Welche Content-Marketing-Elemente und -Tools sind für Anwaltskanzleien am wichtigsten?

Kern-Definition: Content-Marketing für Anwaltskanzleien ist der strategische Einsatz von digitalen Inhalten und Werkzeugen – wie Blogs, Landing Pages und SEO –, um gezielt ideale Mandanten anzusprechen, sie auf die Kanzlei-Website zu leiten und zu einer gewünschten Handlung zu bewegen.

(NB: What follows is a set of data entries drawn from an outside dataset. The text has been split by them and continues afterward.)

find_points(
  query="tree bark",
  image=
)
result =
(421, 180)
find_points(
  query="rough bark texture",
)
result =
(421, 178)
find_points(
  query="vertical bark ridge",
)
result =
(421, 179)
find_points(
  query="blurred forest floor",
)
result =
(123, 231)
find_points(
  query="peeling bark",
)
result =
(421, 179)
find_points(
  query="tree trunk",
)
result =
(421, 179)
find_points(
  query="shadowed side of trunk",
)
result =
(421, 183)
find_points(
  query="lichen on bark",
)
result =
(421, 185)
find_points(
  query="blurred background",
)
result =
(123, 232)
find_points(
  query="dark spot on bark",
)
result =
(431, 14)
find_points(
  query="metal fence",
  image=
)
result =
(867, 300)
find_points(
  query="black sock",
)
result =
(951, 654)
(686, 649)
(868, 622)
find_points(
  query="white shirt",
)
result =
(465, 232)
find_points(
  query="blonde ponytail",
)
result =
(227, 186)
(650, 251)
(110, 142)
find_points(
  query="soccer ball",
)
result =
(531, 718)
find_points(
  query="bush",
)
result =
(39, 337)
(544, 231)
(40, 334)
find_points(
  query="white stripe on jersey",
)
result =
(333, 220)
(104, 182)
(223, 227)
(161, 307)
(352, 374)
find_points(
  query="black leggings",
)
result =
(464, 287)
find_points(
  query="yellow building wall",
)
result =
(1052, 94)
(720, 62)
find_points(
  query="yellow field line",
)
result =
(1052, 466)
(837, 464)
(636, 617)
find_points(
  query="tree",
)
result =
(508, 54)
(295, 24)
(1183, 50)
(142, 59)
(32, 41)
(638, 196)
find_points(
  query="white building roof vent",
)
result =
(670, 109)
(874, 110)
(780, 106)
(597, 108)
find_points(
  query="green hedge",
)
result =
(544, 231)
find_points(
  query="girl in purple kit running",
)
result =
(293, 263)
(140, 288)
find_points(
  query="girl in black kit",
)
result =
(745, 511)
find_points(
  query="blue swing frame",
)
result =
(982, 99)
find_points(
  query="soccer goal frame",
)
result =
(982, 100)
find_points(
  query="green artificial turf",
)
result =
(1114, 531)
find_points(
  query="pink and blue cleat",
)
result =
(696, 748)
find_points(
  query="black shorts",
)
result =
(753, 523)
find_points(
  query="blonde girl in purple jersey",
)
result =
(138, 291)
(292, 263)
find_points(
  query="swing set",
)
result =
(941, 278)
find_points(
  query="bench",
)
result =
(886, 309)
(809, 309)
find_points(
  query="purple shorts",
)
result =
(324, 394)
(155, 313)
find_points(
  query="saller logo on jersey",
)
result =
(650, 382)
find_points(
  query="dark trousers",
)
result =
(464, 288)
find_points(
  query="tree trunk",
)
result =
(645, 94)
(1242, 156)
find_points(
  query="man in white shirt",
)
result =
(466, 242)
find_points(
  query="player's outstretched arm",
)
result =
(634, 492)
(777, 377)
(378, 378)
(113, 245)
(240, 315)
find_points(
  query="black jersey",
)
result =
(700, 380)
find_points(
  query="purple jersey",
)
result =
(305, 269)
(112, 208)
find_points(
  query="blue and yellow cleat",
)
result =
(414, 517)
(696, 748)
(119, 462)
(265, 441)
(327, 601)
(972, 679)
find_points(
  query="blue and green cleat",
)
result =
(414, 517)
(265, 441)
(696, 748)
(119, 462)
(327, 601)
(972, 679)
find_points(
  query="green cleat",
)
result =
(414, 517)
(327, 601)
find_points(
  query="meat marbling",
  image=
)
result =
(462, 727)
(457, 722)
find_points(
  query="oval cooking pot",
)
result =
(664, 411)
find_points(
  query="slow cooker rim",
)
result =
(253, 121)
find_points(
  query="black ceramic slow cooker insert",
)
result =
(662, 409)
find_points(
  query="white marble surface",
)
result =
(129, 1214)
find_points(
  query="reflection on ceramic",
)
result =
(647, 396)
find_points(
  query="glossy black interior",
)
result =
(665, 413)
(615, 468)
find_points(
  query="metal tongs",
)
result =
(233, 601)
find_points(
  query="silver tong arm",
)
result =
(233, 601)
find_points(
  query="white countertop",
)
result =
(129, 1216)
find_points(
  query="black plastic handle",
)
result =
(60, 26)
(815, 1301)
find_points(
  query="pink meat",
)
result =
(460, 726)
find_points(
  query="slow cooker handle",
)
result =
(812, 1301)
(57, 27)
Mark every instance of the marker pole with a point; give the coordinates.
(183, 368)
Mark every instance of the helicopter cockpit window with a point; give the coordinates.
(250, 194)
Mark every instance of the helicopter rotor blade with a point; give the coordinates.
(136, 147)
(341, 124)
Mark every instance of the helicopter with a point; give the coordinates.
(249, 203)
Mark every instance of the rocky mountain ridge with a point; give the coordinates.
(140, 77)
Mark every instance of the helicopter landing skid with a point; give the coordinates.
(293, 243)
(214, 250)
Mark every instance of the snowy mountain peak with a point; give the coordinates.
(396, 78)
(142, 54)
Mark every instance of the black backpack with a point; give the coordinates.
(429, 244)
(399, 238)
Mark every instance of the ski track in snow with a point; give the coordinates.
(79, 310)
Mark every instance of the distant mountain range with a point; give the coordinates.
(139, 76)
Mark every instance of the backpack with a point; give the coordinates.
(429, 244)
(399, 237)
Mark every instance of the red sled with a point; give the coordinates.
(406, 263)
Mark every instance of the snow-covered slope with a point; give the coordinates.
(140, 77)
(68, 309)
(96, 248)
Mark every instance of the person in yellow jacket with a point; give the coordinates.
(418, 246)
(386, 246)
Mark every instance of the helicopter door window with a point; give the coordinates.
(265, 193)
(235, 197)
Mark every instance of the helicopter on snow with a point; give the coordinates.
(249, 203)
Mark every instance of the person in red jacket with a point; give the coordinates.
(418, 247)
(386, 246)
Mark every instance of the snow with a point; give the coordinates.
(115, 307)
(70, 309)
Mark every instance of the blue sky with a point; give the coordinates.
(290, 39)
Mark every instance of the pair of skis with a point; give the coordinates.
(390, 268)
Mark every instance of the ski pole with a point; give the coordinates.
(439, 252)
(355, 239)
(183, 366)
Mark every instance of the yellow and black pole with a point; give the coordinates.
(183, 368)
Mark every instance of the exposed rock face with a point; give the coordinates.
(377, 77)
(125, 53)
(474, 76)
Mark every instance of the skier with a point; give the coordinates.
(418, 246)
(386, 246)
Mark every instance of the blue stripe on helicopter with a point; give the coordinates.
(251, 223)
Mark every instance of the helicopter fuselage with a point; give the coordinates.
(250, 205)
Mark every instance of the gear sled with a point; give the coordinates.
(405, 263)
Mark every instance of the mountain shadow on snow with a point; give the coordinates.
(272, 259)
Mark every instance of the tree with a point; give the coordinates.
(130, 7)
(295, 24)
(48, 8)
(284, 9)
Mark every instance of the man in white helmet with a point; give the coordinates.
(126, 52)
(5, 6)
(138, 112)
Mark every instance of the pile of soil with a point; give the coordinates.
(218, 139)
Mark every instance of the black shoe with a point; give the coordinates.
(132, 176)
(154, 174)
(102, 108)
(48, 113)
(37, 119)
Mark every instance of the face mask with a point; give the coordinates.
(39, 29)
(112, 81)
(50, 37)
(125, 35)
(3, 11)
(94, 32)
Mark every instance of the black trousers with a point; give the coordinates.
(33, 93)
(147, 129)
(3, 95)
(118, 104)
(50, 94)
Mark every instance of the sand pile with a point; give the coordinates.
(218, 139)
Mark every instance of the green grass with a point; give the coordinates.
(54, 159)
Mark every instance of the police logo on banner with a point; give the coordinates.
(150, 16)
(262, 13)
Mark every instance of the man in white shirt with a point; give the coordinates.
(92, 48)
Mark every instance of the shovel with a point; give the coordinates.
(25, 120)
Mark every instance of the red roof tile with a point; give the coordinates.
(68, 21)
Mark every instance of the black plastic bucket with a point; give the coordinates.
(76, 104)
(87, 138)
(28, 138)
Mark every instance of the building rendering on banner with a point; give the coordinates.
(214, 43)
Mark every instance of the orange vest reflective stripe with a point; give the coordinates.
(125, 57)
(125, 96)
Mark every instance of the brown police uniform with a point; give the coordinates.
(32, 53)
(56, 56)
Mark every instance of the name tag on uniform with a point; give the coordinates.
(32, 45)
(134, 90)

Für den erfolgreichen Aufbau oder die Optimierung der Online-Präsenz einer Anwaltskanzlei ist eine zielgerichtete Content-Strategie entscheidend. Durch die Kombination verschiedener Marketing-Instrumente können Kanzleien ihr Geschäft ausbauen und sich als Experten in ihrem Fachgebiet positionieren.

  • Definieren Sie klare Buyer Personas, um Inhalte exakt auf potenzielle Mandanten, Kollegen oder neue Mitarbeiter zuzuschneiden.
  • Nutzen Sie Landing Pages zur gezielten Lead-Generierung und Pillar Pages, um tiefgehende Informationen ohne direkte Kontaktaufforderung bereitzustellen.
  • Führen Sie einen juristischen Blog mit einem strukturierten Redaktionskalender, um regelmäßig relevante und suchmaschinenoptimierte Beiträge zu veröffentlichen.
  • Integrieren Sie klare Handlungsaufrufe (Call-to-Action) und setzen Sie auf SEO-Best-Practices, um die Sichtbarkeit in Suchmaschinen wie Google zu maximieren.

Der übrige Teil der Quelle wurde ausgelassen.